Using time-series transcriptomic data from poplar roots undergoing polyethylene glycol (PEG)-induced drought stress, we built a genetic network model of the involved putative molecular responses. We found that the network resembled a hierarchical structure. The highest hierarchical level in this structure is occupied by 9 genes, which we called superhubs because they were primarily connected to 18 hub genes, which are then connected to 2,934 terminal genes. We were only able to regenerate transgenic plants overexpressing two of the superhubs, suggesting that the majority of the superhubs might interfere with the regeneration process and did not allow recovery of transgenic plants. The two superhubs encode proteins with closest homology to JAZ3 and RAP2.6 genes of Arabidopsis and were consequently named PtaJAZ3 and PtaRAP2.6. PtaJAZ3 and PtaRAP2.6 overexpressing transgenic lines showed a significant increase in both root elongation and lateral root proliferation and these responses were specific for the drought stress conditions and were highly correlated with the levels of overexpression of the transgenes. Several lines of evidence suggest of regulatory interactions between the two superhubs. Both superhubs were significantly induced by methyl jasmonate (MeJA). Because jasmonate signaling involves ubiquitin-mediated proteasome degradation, treatment with proteasome inhibitor abolished the MeJA induction for both genes. PtaRAP2.6 was upregulated in PtaJAZ3 transgenics but PtaJAZ3 expression was not affected in the PtaRAP2.6 overexpressors.
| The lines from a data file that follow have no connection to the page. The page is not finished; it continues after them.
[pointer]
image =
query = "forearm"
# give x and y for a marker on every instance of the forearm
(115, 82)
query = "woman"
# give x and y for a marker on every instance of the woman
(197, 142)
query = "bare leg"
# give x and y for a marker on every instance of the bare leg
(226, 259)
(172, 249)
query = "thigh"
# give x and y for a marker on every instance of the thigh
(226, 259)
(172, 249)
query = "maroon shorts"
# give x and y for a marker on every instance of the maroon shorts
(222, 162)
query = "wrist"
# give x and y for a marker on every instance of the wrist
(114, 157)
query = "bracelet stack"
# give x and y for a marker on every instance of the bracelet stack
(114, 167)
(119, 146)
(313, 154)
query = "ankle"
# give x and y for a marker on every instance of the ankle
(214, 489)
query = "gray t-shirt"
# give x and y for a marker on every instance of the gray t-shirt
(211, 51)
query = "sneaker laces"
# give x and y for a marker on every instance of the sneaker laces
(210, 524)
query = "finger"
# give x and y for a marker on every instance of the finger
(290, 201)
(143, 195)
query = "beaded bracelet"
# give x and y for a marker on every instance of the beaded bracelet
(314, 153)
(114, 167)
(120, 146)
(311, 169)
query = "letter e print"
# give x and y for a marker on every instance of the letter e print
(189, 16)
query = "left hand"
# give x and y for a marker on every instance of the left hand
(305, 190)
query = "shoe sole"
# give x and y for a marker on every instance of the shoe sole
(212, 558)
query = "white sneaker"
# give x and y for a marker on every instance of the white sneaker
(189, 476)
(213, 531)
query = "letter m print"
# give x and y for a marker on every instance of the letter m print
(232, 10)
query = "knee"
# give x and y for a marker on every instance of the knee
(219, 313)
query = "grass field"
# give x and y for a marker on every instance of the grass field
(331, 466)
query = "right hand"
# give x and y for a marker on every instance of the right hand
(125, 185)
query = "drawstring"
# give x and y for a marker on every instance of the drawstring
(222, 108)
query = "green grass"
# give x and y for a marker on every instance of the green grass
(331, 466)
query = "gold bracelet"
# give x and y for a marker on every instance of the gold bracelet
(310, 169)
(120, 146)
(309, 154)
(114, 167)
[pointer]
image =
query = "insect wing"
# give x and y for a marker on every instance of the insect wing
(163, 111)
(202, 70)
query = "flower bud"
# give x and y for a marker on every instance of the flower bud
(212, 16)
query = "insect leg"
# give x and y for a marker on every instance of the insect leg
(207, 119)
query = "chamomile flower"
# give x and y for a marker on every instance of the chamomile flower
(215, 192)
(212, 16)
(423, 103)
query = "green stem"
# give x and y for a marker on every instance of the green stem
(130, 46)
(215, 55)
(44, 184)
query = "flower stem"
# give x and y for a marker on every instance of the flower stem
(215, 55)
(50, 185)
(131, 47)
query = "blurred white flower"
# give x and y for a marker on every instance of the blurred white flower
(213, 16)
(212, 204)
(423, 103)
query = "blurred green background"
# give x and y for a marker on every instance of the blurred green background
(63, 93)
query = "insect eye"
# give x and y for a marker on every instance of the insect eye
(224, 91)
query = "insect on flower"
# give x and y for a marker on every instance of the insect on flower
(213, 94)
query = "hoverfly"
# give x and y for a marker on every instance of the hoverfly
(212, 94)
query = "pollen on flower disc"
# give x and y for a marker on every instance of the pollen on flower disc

The discovery of the two genes and further future insights into the associated mechanisms can lead to improved understanding and novel approaches to regulate root architecture in relation to drought stress.

A network of genes associated with poplar root development in response to low nitrogen.

Deployment of the root system is highly sensitive to the levels and spatial distribution of nutrients like nitrogen. However, the genetic determinants of these sensing and deployment mechanisms are still poorly understood. Previously, using system approaches based on temporal changes in root transcriptome in relation to low nitrogen (LN), we have been able to identify a module that activates root production in poplar in response to LN conditions. Here, using comparative, gene ontology and expression analyses, we provide further evidence that the genes in this module are indeed involved in regulation of root development under LN. Better understanding of these modules will enable approaches for breeding for better nitrogen use efficiency through development of a more sensitive and plastic root system.